Cuando el discurso no detiene las balas
Cuando el Estado confunde comunicación con gobernanza, el crimen encuentra espacio

Paola Otoya
paootoya@icloud.com
Costa Rica ya no puede repetirse el cuento de que somos una excepción. Las cifras oficiales del Organismo de Investigación Judicial lo dejaron claro: más de 900 homicidios en 2023, el registro más alto de nuestra historia reciente. No es una percepción amplificada por redes sociales. Es un dato.
Y detrás de cada número hay algo que no aparece en los informes: miedo. Comerciantes que bajan cortinas más temprano. Barrios donde el silencio ya no es tranquilidad, sino precaución. Familias que modifican rutinas porque saben que algo cambió.

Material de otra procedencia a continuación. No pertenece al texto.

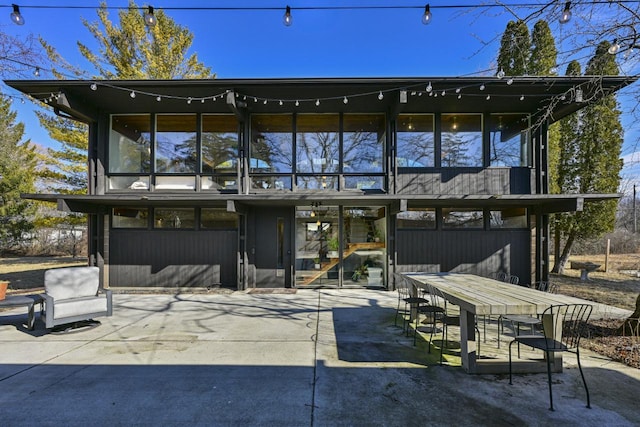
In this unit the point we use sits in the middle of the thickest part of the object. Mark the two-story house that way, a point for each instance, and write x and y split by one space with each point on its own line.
317 182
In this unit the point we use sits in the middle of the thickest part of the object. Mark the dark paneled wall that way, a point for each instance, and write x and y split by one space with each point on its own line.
465 251
465 181
165 258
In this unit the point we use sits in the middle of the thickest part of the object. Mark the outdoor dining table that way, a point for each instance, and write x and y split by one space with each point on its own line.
482 296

La mayoría de estos asesinatos está vinculada a disputas entre organizaciones del narcotráfico que operan con lógica empresarial y violencia abierta. Costa Rica dejó de ser únicamente territorio de paso. Ahora también es territorio en disputa.

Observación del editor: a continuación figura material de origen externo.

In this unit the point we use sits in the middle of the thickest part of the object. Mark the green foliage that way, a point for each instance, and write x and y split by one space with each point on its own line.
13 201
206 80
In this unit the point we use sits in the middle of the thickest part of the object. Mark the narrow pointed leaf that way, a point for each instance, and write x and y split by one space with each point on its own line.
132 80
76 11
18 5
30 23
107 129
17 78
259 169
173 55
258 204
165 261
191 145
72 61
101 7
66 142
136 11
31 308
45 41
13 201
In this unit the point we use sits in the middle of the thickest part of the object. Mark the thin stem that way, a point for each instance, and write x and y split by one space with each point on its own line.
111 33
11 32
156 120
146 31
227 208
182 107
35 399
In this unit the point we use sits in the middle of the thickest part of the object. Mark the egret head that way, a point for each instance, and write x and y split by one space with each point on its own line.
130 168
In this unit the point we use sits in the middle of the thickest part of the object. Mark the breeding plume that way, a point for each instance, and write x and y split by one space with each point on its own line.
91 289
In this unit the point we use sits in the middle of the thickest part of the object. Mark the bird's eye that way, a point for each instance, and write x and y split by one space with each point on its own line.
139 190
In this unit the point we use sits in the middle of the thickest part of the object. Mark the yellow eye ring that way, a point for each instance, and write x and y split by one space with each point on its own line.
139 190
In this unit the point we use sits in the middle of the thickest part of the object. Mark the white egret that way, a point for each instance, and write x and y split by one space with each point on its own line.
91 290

Frente a esto, el país necesita más que explicaciones. Necesita resultados.
En la Asamblea Legislativa, la diputada Pilar Cisneros se ha convertido en la defensora más constante del discurso oficial en materia de seguridad. Su mensaje es claro: la crisis actual es herencia directa de administraciones anteriores. Puede ser cierto que el problema no nació ayer. Pero las balas que se disparan hoy no pertenecen al pasado.

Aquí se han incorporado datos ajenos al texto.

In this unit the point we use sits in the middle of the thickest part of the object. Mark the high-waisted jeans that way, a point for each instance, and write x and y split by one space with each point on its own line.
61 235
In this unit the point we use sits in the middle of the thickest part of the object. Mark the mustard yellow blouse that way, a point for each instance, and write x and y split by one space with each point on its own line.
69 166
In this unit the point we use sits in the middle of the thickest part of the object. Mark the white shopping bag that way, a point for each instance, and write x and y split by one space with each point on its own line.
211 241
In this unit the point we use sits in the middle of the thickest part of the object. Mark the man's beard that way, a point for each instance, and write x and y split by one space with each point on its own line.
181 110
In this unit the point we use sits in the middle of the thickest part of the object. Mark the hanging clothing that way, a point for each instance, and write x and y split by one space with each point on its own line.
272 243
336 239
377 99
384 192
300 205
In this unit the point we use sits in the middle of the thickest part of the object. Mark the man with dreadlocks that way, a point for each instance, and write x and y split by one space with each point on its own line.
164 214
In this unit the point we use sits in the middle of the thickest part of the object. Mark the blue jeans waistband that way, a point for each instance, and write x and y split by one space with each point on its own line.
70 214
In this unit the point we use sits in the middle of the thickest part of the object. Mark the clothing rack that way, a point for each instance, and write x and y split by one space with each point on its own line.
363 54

Insistir en la herencia como eje central puede tener utilidad política. Lo que no tiene es efecto inmediato en la reducción de homicidios. El crimen organizado no se desarticula con narrativa. Se desarticula con inteligencia financiera, cooperación internacional, coordinación efectiva entre el Ministerio de Seguridad Pública y el Poder Judicial, y una estrategia que sobreviva más allá del ciclo mediático.
Aquí aparece una verdad incómoda. En muchas democracias contemporáneas, comunicar se ha vuelto más importante que ejecutar. Se domina el micrófono, pero no necesariamente el territorio. Se gana el debate, pero no siempre se recupera la calle.
La ciudadanía no vive en la narrativa política. Vive en comunidades donde las estadísticas tienen nombre propio. Cuando la discusión pública se concentra en quién tuvo la culpa primero y no en quién está resolviendo ahora, algo esencial se pierde.
Lo que ocurre en Costa Rica no es un fenómeno aislado. En distintos países, la política ha perfeccionado el arte del relato mientras la gestión enfrenta límites más complejos. Pero la violencia no responde a relatos. Responde a vacíos de poder, a economías ilícitas consolidadas y a instituciones que no logran imponerse con eficacia.
Los titulares duran un día. Las cifras de homicidios, no.
Cuando el Estado confunde comunicación con gobernanza, el crimen encuentra espacio. Y cuando el discurso no detiene las balas, la realidad termina imponiéndose sobre cualquier relato.